Thinking Freedom, Talking Democracy

Recent events have been sobering, making a lot of our public concerns look petty and selfish. It's hard to get righteous about heterosexual marriage when our official national policy includes homosexual humiliation of Muslims. It feels self-centered to whine about gas prices when Iraqi children are dying in our war against their oil-rich country. Tax cuts don't seem so pressing when we see flag-draped coffins. Appeals for campaign contributions sound shrill and mean against news of escalating violence in Gaza.

An ugly underbelly of American culture has been revealed: racism, homophobia, misogyny, hyper-masculinity, and glorification of killing that apparently goes right to the top of the Bush administration.

Most people I talk to are deeply ashamed. A few weeks ago they were willing to defend the Bush administration's conduct of the war and their mistreatment of prisoners as necessary, albeit regrettable, with truisms about the hell of war and the wickedness of terrorists.

Today I hear people volunteering that Bush should fire Rumsfeld and get out of Iraq, and adding that even then they won't vote for Bush. They admit to being sickened by the photographs of torture, appalled at the carnage in the Middle East, and angry about the lies, secrecy and arrogance of the Bush administration and Congressional leadership.

But overwhelmingly, they don't want to talk about it: they just want it fixed.

And there's the rub.

How do we fix it? If smashing cities, killing people and torturing prisoners doesn't fix things, what else is there? If the means -- war -- hasn't worked, what about the end? We attacked Iraq in the name of freedom -- was that right? If freedom is simply the absence of tyranny or constraint, Iraq must be free. But despite the capture of Saddam Hussein, Iraq clearly isn't free, and neither are we.

The philosopher Philip Pettit has proposed a new definition of freedom: freedom is fitness to be held responsible. I'm not prepared to defend his definition to the ground, but it offers a new way to think and talk about a fundamental concept of democracy.

.According to Pettit, individuals are fit for responsibility when they engage in non-dominative discourse with others. If that seems opaque, try its opposite: the treatment of prisoners at Abu Ghraib: talking to people -- and trying to get them to "talk" -- by dominating them with humiliation and pain would be dominative discourse.

People in power tend to decide who is "fit" or worthy of freedom -- and whole classes of people (women, gays, people of color, Muslims, religious fundamentalists, ethnic groups, etc) are regularly deemed unfit or unworthy of taking responsibility ore being held responsible, even for personal actions in their lives.

Under Pettit's definition, freedom in democracy means discursive control of government -- citizens controlling public actions by freely talking with one another (civil discourse) about what they ought to be doing. It assumes that people freely choose actions and take responsibility for them, both individually and as a nation.

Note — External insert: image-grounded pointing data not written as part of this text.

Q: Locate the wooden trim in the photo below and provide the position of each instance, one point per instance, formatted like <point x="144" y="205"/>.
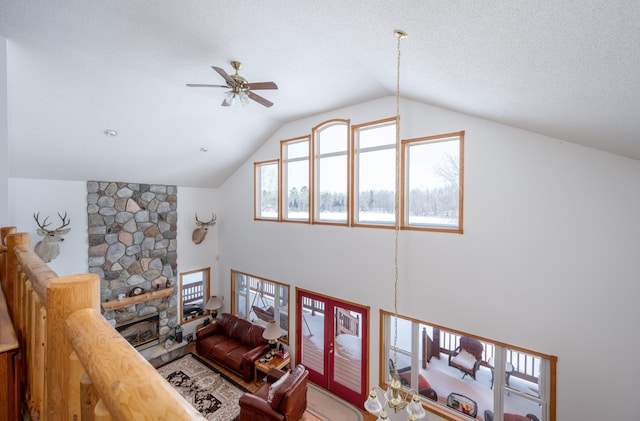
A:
<point x="129" y="301"/>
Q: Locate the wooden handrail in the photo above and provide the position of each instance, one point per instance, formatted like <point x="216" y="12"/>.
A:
<point x="75" y="364"/>
<point x="129" y="386"/>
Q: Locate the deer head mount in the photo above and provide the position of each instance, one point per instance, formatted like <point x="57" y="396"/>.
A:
<point x="200" y="233"/>
<point x="49" y="248"/>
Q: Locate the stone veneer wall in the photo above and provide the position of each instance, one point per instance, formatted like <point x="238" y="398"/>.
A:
<point x="132" y="243"/>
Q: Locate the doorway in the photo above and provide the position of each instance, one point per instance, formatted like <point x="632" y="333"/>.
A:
<point x="332" y="337"/>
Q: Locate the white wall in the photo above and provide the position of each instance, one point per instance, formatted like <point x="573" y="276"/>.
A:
<point x="4" y="140"/>
<point x="548" y="260"/>
<point x="28" y="196"/>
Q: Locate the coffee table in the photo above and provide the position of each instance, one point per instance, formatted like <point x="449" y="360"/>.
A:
<point x="264" y="366"/>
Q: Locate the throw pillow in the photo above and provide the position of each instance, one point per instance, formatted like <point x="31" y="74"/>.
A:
<point x="275" y="386"/>
<point x="465" y="359"/>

It also assumes that there are no other determiners of private or public actions -- like a gun at ones' head, campaign contributions, sexual favors; lies or secrecy; physical conditions of hunger, cold or pain; ideological persuasions or religious beliefs. For example, if Catholics can be excommunicated for the way they vote, are they really free?

Without civil discourse democracy falters. When posed the profound moral question "Shall we be loyal to our personal principles or loyal to the values of the community of citizens?" we cannot answer. Without community discussion, we cannot examine our common values, only parrot what we hear or read. Our principles, if any, become mere solipsistic calculations: "gays don't deserve marriage", "my security is more important than the lives of Arab children", "why should I pay to educate someone else's kids"; "terrorists aren't human -- they deserve anything we do to them;" "global warming won't affect me, why should I care about car emissions."

We live in challenging times. It is no longer possible for any one person or small group of people to know enough to form truly enlightened concepts of national actions or international issues. There is too much to know, too much "noise" in the system and too little civil discourse to sort it out. There are also too many special interests with money, and too much meddling by media with private agendas. And at the very time when we need to talk daily with our friends and neighbors about what we cherish and what we fear, we are tempted to sequester ourselves before electronic oracles and avoid thinking about the real world. It's too easy to stop talking to one another and leave the discussions of world-changing actions to ideologues who exclude us from their deliberations.

We are polled about how we rank politicians and issues, but we are not asked to participate in real discussions with incumbents or challengers. "Debates" by candidates are carefully scripted to prevent any discourse at all -- either between the candidates or with the public.

Freedom as fitness to be held responsible? Democracy as control by public discussion? Think about it. Talk about it. Talk and listen with your neighbors.

These are challenging times -- but not hopeless -- as long as we can talk together.